True Leadership Success

The greatest test of a leader’s success is not how many people come to your preaching conferences or buy your books. The real test of your leadership is at the end of your life, your final exam. How you end is perhaps the most important part of your life. The apostle Paul took that test and passed it with flying colors. He became an example to Timothy and to us in the way he ended, and that is what the book Journeys sets out to demonstrate.

He did not end with a large following of people. At the end of his life many turned away from Paul. More than likely he had been arrested one too many times, so they began to doubt his character. There were also many scoundrels who slandered his good name, and after hearing it so often some actually began to believe it. Other leaders were perhaps more popular or demanded greater audiences, but Paul was faithful, fruitful and finished well.
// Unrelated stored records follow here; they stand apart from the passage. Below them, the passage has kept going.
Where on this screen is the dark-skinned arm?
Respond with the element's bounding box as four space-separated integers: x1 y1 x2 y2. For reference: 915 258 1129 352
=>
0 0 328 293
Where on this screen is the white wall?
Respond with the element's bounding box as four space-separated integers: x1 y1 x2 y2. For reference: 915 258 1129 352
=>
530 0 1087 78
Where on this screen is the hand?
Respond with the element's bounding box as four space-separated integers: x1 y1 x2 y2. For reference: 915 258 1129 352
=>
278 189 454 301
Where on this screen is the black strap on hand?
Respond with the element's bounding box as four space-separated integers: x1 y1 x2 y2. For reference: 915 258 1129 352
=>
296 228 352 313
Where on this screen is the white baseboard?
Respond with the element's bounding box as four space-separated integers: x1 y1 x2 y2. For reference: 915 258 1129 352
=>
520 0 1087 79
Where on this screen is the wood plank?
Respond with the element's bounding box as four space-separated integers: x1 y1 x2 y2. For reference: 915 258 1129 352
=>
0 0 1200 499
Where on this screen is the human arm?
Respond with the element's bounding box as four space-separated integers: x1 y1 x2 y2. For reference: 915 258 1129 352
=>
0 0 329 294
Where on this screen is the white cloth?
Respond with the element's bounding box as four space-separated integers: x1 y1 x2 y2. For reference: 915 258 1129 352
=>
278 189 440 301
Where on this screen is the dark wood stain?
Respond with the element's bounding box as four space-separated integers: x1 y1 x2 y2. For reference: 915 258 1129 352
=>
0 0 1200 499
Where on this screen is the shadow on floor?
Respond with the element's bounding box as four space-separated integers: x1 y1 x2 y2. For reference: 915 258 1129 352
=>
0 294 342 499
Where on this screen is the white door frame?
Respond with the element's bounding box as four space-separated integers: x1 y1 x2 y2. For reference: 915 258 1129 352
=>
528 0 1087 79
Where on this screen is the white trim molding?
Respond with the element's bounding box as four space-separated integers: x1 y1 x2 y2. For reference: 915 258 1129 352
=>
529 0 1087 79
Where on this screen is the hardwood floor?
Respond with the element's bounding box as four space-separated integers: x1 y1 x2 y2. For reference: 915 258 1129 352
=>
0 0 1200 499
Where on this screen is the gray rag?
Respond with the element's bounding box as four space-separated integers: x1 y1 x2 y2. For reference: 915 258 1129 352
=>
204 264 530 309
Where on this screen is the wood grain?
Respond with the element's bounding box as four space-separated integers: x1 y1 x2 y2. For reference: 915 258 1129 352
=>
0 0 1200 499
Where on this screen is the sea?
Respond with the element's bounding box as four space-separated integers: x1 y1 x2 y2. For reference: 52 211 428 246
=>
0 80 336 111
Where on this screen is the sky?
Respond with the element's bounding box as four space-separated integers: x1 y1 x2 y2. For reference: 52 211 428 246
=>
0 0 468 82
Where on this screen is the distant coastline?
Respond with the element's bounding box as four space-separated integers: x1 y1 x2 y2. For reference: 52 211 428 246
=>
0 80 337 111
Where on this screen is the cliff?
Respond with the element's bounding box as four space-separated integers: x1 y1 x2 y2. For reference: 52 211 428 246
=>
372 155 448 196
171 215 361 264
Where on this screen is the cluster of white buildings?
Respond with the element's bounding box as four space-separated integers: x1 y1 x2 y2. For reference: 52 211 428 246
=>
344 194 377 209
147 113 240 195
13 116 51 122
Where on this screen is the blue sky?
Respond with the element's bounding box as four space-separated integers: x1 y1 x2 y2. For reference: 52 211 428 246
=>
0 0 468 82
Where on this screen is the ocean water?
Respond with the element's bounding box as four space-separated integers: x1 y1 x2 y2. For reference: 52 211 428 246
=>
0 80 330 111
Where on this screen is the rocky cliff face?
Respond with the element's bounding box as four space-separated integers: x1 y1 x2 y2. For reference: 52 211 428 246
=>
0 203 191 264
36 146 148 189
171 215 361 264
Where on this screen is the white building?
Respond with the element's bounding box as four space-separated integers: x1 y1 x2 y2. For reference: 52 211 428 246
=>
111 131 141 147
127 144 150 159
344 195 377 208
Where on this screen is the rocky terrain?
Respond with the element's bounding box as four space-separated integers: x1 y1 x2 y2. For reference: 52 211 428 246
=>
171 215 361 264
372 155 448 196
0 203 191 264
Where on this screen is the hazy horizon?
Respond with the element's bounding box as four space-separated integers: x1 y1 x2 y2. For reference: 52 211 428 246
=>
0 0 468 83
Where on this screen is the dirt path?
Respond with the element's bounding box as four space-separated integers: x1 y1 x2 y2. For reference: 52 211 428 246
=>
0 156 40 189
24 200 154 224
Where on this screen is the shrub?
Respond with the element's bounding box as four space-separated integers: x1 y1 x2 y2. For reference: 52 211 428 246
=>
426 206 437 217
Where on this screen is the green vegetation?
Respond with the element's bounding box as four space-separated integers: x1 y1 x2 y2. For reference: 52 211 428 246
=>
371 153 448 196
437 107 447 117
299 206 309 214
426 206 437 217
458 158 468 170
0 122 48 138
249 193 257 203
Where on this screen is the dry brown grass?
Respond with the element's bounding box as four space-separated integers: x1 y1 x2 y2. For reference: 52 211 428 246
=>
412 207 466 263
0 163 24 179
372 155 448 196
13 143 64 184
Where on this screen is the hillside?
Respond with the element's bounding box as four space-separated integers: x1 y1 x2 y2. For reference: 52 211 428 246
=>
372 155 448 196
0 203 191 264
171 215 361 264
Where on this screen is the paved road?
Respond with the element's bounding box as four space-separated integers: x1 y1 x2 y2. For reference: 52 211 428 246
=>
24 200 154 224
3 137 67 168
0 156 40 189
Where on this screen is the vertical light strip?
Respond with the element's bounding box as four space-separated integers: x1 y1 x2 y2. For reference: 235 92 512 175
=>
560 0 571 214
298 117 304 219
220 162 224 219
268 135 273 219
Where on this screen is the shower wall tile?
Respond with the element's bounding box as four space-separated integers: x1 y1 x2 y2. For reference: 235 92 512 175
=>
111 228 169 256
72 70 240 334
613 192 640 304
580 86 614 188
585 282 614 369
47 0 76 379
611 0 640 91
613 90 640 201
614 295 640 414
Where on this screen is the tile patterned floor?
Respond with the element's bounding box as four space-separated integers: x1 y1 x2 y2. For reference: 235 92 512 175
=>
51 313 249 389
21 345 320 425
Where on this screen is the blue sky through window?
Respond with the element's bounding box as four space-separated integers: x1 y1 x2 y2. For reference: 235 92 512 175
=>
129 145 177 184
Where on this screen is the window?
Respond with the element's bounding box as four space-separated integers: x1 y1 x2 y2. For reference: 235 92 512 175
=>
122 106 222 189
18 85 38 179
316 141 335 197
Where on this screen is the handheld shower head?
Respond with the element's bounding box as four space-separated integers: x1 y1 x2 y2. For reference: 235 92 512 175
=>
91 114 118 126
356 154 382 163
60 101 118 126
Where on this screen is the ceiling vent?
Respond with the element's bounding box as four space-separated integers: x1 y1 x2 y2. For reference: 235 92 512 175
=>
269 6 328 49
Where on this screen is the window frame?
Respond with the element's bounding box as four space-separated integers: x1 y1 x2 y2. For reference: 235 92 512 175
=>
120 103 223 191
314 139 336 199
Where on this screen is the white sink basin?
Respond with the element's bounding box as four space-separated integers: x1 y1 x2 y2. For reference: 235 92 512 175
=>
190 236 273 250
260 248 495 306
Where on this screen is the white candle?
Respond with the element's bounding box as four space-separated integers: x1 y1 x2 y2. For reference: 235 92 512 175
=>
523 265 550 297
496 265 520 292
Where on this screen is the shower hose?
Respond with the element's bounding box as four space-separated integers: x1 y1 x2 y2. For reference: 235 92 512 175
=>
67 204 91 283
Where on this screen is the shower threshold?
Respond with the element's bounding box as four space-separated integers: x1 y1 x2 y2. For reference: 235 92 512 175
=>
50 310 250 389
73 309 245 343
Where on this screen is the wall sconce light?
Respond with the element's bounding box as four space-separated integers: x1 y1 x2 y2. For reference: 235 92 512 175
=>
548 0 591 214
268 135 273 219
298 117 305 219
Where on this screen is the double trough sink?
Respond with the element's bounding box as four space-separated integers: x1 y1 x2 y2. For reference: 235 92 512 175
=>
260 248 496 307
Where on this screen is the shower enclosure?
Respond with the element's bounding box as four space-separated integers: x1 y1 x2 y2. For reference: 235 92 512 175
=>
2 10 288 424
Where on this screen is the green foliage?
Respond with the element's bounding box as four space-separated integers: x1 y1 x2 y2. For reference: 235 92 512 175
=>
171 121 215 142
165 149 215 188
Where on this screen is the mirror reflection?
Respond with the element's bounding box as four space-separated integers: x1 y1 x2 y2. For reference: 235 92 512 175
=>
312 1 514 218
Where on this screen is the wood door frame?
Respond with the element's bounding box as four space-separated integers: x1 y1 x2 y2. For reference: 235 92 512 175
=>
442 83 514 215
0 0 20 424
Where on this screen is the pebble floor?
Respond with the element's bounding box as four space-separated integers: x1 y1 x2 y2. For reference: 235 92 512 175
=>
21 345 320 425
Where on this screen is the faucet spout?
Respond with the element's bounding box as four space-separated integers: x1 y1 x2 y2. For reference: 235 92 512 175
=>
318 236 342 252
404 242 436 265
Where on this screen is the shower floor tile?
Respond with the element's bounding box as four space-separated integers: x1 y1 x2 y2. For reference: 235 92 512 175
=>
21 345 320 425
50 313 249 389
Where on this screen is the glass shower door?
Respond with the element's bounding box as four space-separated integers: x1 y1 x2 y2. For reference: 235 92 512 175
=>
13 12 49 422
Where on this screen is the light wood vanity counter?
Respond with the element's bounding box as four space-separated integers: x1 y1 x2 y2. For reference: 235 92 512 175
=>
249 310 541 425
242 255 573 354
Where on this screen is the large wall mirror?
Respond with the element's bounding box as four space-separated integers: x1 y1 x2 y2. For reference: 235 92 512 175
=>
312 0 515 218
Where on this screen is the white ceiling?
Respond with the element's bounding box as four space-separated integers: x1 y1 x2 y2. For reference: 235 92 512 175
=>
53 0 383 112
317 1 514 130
The test of his greatness is demonstrated after his eulogy had long passed. The world that he lived in was changed for his having lived in it. What we know and experience today as Christians has his influence all over it. Even this blog post is the influence of his life well lived.


How many of us can claim greater fruitfulness in our absence than in our presence (see Phil 2:12)? One can even question whether you are a success if it only remains while you are present. All of us need a more long-range view of what success really is. I want my influence to go beyond driving distance to my church and beyond my eulogy. Paul had that kind of success.


It is not how many buy your books in the first month, but how many are still reading it 70 years later that determines your success as an author. It is not how well your child does in school today, but how well they raise their own children decades later that determines your success as a parent. It is not how many people attend your church today that determines your success as a pastor, but how many other pastors are left to lead the churches that remain when you have gone.


Jesus saw greater impact postmortem (and post resurrection) than he did during his days walking on the planet. In fact, he even said that his disciples would do greater works than he (John 14:12). Perhaps we are all too enamored with the signs of immediate success to take the time to take the long view.


The leadership of the previous generation that started all these mega churches is now about to take its greatest test. I wonder how well they will do. The founding leaders are getting older and now thinking about succession. Some are passing the baton to their children but many are not doing so gracefully.


Will your influence survive your own eulogy?

2 comments:

Michael D. Warden said...

"Will your influence survive your own eulogy?"

Love it, Neil. A great word, in season.

Don Byers said...

A meaningful life needs to be viewed in hindsight. A friend I grew up with used to say, "I only emulate dead people."